Action Queries: Updating, Appending, and Deleting Data
Select queries read data; action queries modify it. Access offers four types of action queries that automate common data manipulation tasks.
Update Query
An Update query modifies existing records meeting a condition without requiring manual editing. Example: apply a 5% price increase to all products in a specific category:
UPDATE Products
SET UnitPrice = UnitPrice * 1.05
WHERE CategoryID = 3In the query designer, switch to Update Query via Query Design > Query Type > Update. The query grid shows an “Update To” row where you enter the new value formula, and the Criteria row where you specify which records to update. Always run a Select query first with the same criteria to verify which records will be affected before running the Update.
Append Query
An Append query copies records from one table into another.

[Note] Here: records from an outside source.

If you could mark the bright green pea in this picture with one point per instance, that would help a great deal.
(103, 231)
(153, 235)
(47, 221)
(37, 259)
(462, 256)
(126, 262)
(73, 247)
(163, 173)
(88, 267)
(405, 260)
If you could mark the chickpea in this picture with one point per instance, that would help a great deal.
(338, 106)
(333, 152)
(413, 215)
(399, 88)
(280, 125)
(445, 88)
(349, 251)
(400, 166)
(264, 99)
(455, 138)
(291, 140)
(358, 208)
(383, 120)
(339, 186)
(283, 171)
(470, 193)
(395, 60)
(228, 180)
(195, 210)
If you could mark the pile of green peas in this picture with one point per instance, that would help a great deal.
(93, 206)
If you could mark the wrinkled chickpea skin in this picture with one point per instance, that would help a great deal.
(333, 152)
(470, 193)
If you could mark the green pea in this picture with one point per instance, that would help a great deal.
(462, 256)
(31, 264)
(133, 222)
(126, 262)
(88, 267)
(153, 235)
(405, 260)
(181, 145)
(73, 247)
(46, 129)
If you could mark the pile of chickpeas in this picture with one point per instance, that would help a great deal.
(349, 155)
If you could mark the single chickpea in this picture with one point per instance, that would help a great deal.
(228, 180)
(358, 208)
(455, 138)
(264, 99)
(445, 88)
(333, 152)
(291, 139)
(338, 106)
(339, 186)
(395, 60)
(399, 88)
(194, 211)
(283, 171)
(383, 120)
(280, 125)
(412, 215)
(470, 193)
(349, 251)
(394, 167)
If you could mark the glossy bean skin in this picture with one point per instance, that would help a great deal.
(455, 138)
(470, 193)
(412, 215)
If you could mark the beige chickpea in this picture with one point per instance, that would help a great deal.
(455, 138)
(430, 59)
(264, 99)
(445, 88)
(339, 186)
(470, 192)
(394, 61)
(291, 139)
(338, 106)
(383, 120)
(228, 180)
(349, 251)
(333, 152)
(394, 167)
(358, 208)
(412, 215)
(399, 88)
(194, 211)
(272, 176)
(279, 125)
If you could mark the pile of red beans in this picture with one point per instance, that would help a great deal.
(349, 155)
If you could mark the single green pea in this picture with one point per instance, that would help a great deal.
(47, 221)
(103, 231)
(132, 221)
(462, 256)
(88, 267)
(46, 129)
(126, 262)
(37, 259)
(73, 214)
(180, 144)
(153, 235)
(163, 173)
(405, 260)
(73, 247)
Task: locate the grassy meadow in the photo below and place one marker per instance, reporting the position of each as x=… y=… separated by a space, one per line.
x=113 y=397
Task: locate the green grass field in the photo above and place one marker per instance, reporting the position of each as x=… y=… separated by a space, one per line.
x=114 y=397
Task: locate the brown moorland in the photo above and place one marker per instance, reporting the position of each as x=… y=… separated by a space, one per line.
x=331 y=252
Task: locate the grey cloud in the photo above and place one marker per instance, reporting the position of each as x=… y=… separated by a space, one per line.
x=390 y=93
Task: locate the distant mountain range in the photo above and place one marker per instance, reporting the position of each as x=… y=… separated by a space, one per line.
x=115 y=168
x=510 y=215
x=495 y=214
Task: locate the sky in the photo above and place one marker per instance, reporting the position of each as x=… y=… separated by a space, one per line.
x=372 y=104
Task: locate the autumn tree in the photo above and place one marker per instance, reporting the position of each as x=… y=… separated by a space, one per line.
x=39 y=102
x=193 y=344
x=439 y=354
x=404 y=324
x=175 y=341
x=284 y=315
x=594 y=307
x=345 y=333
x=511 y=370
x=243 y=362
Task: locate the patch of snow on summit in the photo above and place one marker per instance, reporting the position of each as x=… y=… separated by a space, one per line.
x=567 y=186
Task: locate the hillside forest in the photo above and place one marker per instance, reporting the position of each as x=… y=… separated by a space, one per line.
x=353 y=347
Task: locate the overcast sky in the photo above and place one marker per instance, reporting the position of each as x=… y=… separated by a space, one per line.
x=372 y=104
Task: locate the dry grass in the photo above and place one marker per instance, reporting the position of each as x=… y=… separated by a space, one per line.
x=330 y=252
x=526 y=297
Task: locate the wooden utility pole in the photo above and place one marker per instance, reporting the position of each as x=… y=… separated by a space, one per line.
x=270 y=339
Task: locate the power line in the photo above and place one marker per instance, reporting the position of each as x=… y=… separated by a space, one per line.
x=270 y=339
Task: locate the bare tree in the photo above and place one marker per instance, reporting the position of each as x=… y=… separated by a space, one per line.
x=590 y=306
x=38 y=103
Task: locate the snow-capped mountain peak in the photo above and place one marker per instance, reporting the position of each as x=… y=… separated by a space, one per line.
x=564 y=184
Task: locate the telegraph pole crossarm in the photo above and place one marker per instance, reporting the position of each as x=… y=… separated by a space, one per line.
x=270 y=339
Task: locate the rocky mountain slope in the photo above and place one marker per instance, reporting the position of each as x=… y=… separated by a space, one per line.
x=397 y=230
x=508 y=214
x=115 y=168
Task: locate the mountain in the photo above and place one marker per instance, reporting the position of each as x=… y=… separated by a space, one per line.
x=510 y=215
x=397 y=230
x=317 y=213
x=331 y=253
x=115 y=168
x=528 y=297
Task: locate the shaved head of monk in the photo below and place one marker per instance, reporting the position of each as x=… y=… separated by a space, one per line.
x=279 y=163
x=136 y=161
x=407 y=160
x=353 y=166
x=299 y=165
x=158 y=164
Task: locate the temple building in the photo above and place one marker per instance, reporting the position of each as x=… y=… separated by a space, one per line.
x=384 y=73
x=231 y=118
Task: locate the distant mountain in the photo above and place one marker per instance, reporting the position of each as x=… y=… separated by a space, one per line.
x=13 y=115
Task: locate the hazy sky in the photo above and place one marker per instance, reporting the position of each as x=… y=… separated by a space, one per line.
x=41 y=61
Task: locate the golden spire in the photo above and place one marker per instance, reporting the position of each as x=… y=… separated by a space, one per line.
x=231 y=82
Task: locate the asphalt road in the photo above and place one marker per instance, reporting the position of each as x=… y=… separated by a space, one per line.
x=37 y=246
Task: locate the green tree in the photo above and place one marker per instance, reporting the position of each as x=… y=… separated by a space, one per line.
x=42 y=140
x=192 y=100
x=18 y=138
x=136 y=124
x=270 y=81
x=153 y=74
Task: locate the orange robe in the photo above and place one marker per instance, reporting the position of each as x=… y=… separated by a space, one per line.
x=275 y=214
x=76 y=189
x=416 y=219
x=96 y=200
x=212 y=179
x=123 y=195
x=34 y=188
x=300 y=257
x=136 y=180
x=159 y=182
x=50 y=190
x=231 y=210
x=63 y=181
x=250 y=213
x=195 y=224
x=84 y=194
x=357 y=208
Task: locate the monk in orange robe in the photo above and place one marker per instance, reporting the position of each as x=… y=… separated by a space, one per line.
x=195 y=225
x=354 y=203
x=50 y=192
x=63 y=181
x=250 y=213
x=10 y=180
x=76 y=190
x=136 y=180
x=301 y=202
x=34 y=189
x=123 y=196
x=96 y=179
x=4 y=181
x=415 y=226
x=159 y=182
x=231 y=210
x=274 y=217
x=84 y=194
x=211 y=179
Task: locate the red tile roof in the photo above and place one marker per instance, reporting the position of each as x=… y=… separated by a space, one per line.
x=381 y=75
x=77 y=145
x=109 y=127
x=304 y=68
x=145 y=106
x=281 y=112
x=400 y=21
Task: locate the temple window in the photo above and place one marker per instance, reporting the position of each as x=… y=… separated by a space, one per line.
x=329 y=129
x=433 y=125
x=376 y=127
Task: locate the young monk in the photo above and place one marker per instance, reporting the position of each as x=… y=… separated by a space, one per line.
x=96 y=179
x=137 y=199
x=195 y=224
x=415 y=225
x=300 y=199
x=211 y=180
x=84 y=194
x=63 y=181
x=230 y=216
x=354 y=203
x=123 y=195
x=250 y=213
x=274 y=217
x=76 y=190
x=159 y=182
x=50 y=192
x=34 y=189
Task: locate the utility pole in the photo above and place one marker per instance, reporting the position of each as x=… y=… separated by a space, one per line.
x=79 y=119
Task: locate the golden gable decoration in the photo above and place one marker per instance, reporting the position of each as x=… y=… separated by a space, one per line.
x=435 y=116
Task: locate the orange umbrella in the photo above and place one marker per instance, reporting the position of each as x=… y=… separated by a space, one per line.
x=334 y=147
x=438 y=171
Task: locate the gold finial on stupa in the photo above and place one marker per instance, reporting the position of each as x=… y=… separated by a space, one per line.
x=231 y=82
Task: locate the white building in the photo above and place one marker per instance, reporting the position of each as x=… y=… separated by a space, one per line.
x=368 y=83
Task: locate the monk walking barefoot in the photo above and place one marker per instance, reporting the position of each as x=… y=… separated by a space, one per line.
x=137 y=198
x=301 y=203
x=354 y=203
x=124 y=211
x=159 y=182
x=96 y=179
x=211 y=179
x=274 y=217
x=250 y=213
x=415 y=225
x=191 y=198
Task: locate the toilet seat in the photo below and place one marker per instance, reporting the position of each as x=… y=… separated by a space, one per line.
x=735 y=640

This is commonly used for archiving: copying old records from an active transactions table into an archive table before deleting them from the main table. In the query designer, select Append Query and specify the destination table. Map source fields to destination fields in the “Append To” row.
Delete Query
A Delete query removes records meeting specific conditions. Delete queries are irreversible — always back up the database or run a Select query with the same criteria first. To delete all orders older than 7 years: add the Orders table, set criteria on the OrderDate field to < DateAdd("yyyy", -7, Date()), switch to Delete Query type, and run.
Make-Table Query
A Make-Table query creates a new table containing the results of a query. This is useful for creating snapshots of data at a point in time, creating working tables for complex multi-step operations, or exporting a specific subset of data as a standalone table for external use.